Carl obtained employment at the Welded Steel Shapes Company but he decided to return to the Army. He reenlisted and was sent to serve with the forces stationed in Japan, and later Korea, formerly occupied by the Japanese who invaded during World War II. Carl was assigned to the 5th Cavalry Regiment of the 1st Cavalry Division.
Carl P Brooks
On June 25th, North Korean forces without provocation invaded South Korea. Our occupation forces as well as South Korean forces were caught completely by surprise. Allied forces formed a rapid retreat to the Pusan Perimeter and intense fighting ensued. The enemy was trying to push allied forces into the sea, while our forces were trying to hold the line until reinforcements and supplies could reach them from Japan. The 1st Cavalry division was responsible for holding the Pusan Perimeter line.
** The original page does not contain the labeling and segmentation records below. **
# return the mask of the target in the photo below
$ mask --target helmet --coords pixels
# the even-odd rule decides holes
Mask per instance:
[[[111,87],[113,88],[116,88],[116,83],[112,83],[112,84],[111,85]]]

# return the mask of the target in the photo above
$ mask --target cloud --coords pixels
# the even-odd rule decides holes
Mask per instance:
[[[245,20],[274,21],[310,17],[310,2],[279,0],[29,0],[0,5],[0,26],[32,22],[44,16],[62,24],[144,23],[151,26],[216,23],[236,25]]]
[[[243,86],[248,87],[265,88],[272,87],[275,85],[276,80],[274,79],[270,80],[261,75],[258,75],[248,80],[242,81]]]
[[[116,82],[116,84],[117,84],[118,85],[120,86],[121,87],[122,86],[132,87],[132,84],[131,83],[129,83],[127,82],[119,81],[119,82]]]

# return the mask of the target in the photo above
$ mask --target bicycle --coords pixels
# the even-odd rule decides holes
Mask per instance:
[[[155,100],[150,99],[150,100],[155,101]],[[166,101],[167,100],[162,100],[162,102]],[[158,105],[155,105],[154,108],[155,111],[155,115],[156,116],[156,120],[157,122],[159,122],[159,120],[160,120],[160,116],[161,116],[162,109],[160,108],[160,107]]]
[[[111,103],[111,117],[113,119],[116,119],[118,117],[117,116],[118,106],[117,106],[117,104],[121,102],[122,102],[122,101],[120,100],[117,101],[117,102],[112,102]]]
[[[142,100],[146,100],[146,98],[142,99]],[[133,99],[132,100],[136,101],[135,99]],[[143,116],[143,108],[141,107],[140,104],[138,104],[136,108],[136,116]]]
On August 17th, the enemy tied the hands of 41 American Soldiers behind their backs and murdered them, known as the Massacre of Hill 303. Carl was not one of these 41 but these men were from his unit.

PFC Carl Palmer Brooks was Killed In Action on August 8, 1950 in South Korea. Funeral services were held on May 5, 1950. Carl was buried with full military honors at the Fairview Cemetery in Coatesville.

Carl was the first combat casualty from Chester County in the Korean War.